KW: Za pierwszym razem o wiele bardziej interesowało nas granie jako zespół przed połączeniem, niż granie indywidualnie. Tym razem, kiedy trafiłeś na plażę, to było jak: „Kto wyjdziemy? Jaki jest nasz sojusz? Rzućmy wyzwanie, aby kogoś wydostać. To zdecydowanie nie była nasza mentalność za pierwszym razem.

SK: Czy tym razem było ci tak dobrze?

KW: Tym razem było dla mnie zabawne. Właściwie wydaje mi się, że tym razem było fajniej. Przyszedłem grać i wygrać, ale byłem też o wiele bardziej pewny siebie i pewny siebie jako człowieka. Jestem tu, żeby grać. Jestem tutaj, aby wygrać. Nie chcę tak wiele zrobić, żeby się tam dostać. Narysowałem własną linię na piasku i nie zamierzałem jej przekroczyć. To było w porządku i jestem szczęśliwy i dumny z gry, w którą zagrałem. Dobrze się bawiłem i poznałem wspaniałych ludzi. Muszę zdobyć kilka naprawdę fajnych Nagród, których nigdy nie byłem częścią za pierwszym razem. Muszę powiedzieć, że doświadczenie w kawiarni tuk tuk było prawdopodobnie moim najzabawniejszym doświadczeniem w obu czasach? Niedobitek.
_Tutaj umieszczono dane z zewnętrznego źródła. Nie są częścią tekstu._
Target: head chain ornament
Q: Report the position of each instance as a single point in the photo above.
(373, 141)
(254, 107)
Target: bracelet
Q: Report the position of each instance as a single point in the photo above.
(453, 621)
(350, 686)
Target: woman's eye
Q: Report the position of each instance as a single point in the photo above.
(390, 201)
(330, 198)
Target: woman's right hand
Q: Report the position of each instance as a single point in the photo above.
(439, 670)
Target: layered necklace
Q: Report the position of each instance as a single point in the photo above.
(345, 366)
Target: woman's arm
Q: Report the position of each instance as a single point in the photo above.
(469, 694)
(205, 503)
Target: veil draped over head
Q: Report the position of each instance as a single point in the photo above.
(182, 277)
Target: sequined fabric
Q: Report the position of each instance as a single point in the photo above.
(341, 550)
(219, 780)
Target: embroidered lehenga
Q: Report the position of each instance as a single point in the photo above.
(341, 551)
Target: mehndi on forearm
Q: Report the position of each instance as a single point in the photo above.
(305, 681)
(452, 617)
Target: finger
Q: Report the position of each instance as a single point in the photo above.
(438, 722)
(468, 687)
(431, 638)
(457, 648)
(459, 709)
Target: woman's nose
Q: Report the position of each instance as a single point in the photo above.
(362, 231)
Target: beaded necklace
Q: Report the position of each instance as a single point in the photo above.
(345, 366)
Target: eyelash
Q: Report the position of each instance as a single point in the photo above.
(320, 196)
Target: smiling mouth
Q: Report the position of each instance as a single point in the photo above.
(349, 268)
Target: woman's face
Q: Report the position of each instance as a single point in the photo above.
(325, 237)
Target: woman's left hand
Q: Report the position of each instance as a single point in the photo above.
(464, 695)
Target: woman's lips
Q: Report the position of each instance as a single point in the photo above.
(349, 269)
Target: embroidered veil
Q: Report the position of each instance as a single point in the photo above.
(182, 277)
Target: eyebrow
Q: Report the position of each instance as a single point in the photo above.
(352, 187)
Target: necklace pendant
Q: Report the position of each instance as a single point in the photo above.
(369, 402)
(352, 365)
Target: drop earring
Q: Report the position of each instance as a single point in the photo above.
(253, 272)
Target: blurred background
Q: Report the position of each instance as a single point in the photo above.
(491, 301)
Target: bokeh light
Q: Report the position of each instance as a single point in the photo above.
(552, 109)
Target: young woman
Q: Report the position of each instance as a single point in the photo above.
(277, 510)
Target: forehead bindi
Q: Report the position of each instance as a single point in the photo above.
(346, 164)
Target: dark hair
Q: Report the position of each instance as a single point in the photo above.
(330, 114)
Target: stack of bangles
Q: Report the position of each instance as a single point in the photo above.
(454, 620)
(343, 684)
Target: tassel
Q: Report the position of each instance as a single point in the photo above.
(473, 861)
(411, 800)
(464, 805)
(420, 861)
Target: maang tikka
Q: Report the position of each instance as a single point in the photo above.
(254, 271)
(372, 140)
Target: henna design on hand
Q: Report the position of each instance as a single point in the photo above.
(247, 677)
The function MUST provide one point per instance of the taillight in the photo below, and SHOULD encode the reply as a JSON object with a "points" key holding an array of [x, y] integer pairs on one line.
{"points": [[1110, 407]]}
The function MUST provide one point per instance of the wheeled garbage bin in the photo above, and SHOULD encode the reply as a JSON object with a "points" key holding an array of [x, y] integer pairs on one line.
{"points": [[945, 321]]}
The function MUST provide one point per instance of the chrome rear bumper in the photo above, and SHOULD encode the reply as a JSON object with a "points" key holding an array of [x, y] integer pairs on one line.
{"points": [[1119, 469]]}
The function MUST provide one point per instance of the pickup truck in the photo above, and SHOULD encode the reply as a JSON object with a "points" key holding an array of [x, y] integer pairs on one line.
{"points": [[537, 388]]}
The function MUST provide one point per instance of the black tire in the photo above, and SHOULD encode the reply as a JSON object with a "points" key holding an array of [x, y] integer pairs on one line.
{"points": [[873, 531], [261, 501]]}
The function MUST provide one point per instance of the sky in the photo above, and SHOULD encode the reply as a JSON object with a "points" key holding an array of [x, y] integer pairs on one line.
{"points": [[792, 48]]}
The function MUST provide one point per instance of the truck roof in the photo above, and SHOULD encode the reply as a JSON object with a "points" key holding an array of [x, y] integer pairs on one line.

Kelly Wiglesworth obsadziła zdjęcie do filmu Survivor: Second Chance
Zdjęcie: CBS

SK: Jeśli CBS zrobiło Ocalały: trzecia szansa, zagrasz jeszcze raz?

KW: Może [śmiech].

SK: Wydajesz się nieśmiały.

KW: Być może. Zobaczymy.

Więcej:Niedobitek„Monica Padilla wyjaśnia, dlaczego nigdy więcej nie chce grać

Co sądzisz o komentarzach Kelly? Czy jesteś zaskoczony, że ona i Richard nie mają związku? Czy jesteś rozczarowany tym, jak Kelly została przedstawiona w tym sezonie? Dołącz do rozmowy i zostaw komentarz już teraz.